Pouvez-vous me parler un peu de ce que vous avez fait avant Happening ?

Anthony : J’étais dans un groupe qui s’appelait Arteries Shaking avec Martin. Au départ, Happening, c’était Bastien et moi, on écrivait des morceaux, on s’essayait à de nouvelles choses. Puis on a demandé à Martin de faire la basse.

Bastien : Moi, j’avais un groupe de pop-punk, Pin-Up explosion. Des chansons de skateboard… En fait, on s’est connu à l’école de musique. À la base, Anthony et moi, on faisait des reprises de Rammstein (rires)…

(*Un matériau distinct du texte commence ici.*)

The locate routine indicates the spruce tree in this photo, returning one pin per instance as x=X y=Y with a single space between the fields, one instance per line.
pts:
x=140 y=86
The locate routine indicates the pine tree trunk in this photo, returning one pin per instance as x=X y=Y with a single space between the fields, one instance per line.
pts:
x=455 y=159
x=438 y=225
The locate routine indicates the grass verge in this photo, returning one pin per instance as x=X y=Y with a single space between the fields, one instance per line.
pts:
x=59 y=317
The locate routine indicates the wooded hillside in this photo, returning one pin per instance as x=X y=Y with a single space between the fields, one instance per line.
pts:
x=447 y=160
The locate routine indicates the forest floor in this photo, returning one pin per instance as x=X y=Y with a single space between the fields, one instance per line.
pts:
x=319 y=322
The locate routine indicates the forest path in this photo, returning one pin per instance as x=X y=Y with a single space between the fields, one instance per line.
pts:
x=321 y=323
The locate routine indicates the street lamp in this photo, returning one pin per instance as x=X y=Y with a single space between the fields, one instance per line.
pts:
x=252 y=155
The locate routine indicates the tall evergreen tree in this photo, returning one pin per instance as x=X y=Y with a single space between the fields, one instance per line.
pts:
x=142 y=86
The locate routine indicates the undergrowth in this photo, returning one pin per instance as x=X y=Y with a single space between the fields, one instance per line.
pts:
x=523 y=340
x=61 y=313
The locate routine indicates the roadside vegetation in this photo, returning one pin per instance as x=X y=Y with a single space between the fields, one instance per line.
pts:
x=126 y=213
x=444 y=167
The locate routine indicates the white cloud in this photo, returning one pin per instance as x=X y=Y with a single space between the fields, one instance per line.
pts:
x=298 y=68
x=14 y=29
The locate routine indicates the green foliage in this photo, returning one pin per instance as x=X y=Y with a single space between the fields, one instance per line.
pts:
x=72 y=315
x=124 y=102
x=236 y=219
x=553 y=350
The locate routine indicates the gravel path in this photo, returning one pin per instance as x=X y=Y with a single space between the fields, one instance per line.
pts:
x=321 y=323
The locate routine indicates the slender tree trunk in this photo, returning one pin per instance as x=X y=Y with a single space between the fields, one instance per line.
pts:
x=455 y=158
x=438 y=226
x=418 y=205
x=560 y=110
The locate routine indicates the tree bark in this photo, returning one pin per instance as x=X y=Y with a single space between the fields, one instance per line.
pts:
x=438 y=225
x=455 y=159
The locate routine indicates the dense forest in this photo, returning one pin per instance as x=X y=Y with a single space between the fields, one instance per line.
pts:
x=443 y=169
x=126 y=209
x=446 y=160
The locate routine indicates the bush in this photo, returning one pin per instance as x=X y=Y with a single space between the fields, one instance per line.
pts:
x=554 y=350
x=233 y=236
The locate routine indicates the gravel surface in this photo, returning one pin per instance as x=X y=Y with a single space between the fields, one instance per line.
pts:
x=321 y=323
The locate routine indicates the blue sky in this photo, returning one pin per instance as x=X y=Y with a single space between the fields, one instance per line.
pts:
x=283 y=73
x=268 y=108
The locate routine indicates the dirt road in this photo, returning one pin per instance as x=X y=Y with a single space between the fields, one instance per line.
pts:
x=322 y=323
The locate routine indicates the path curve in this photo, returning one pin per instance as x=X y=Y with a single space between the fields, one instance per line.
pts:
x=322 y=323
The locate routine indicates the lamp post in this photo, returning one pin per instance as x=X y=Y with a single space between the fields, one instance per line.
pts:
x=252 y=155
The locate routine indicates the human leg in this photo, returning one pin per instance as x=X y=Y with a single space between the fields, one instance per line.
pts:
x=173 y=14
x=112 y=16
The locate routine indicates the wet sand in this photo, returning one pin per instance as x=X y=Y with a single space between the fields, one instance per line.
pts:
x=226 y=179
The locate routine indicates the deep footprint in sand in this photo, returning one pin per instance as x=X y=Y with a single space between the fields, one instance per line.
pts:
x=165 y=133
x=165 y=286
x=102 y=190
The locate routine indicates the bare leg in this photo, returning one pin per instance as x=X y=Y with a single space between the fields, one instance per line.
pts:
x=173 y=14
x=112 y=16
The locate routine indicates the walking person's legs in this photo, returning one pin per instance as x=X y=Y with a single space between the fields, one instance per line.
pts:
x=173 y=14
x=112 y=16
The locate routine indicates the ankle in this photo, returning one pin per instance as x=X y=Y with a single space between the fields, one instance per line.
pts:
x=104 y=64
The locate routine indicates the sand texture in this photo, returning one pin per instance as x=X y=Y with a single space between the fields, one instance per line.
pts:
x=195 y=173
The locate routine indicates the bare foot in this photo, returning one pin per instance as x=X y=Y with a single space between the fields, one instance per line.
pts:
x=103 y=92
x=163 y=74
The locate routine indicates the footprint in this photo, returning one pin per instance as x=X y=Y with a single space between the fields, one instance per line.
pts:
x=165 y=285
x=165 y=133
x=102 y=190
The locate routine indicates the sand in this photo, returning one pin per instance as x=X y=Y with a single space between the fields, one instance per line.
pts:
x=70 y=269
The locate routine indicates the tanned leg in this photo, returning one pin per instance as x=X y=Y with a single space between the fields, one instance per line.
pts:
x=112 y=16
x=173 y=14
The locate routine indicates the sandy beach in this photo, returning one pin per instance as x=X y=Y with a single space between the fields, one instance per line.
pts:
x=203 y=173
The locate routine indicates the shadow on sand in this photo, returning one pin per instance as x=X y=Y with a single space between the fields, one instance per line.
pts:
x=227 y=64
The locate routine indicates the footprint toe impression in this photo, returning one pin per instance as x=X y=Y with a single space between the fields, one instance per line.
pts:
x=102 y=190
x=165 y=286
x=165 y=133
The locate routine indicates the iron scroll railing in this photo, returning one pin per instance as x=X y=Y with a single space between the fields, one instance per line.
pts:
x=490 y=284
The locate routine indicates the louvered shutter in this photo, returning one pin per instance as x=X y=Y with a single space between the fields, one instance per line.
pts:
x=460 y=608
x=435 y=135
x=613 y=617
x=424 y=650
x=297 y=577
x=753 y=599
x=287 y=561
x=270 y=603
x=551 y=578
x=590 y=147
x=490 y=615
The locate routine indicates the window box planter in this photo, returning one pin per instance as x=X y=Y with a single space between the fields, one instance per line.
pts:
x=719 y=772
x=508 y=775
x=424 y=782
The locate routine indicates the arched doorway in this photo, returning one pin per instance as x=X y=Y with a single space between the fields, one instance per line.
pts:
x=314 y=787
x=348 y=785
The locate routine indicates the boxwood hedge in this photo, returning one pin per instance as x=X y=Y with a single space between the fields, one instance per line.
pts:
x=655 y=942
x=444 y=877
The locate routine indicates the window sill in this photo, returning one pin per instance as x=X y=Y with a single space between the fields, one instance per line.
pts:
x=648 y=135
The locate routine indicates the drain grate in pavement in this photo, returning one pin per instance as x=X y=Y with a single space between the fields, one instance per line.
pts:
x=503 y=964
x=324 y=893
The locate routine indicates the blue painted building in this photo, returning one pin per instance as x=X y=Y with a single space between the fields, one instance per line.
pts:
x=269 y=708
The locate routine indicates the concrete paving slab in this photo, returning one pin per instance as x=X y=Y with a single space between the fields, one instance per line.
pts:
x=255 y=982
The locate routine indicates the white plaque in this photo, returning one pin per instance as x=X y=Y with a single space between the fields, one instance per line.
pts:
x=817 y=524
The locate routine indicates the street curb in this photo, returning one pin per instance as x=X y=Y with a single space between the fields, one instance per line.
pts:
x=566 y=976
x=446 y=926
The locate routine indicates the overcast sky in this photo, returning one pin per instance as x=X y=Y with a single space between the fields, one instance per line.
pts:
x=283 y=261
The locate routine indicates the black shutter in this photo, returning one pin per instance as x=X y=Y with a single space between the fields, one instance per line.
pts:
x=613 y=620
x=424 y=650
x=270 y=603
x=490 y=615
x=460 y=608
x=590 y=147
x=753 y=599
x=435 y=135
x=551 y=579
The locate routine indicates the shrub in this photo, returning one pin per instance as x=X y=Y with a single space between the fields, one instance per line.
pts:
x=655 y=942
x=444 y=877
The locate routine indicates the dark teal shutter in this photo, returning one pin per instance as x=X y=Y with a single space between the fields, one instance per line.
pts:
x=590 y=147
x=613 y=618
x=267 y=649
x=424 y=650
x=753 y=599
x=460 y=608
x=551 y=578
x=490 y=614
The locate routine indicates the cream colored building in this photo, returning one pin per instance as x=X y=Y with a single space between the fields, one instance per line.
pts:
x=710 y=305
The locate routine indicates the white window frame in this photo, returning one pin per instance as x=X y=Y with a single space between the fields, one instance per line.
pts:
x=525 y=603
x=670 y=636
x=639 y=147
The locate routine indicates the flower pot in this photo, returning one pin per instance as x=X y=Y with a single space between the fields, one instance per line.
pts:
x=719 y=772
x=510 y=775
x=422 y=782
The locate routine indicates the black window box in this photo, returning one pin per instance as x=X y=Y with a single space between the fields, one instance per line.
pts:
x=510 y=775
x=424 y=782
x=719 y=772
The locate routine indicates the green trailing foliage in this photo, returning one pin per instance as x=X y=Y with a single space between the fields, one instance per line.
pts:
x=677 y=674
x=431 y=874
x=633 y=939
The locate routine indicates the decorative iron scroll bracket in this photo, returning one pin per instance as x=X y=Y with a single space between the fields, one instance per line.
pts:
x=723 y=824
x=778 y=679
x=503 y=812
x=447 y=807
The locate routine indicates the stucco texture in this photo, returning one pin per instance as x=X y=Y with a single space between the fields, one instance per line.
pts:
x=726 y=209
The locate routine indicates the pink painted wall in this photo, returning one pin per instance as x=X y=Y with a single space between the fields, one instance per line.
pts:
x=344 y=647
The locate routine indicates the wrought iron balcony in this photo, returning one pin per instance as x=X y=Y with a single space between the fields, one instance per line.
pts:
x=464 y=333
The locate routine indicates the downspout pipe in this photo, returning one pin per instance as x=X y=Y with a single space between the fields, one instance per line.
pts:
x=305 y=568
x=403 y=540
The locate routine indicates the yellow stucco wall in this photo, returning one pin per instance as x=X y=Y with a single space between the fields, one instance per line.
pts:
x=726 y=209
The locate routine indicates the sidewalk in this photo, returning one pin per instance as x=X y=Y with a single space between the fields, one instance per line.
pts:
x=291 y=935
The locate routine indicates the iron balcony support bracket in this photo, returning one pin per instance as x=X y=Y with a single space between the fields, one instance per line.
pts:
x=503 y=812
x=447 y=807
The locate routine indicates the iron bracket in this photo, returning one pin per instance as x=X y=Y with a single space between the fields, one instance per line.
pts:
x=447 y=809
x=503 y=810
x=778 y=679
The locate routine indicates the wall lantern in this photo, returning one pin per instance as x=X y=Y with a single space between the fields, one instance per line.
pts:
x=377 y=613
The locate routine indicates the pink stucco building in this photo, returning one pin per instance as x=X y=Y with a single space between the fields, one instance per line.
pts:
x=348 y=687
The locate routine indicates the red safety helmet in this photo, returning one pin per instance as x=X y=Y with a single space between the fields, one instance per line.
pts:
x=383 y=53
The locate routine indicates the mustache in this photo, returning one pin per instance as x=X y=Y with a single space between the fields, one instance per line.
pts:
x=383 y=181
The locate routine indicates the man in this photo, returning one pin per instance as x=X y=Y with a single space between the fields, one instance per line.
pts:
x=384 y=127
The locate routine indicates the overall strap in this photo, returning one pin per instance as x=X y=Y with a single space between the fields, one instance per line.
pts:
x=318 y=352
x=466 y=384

Anthony : Puis à un moment on s’est dit qu’il était peut-être temps de faire quelque chose de concret, on a proposé à Martin de nous rejoindre et c’est comme ça que c’est né.

Vous considérez Happening comme votre projet le plus sérieux ?

Anthony : Clairement. Les autres projets étaient sérieux mais on a appris grâce à eux et on essaye de faire le moins d’erreurs possibles – même si on en fait malgré tout, mais moins qu’avant, peut être de manière plus réfléchie. Je pense que c’est le projet sur lequel on va le plus loin, sur lequel on se dévoile et sur lequel on s’investit pour de vrai.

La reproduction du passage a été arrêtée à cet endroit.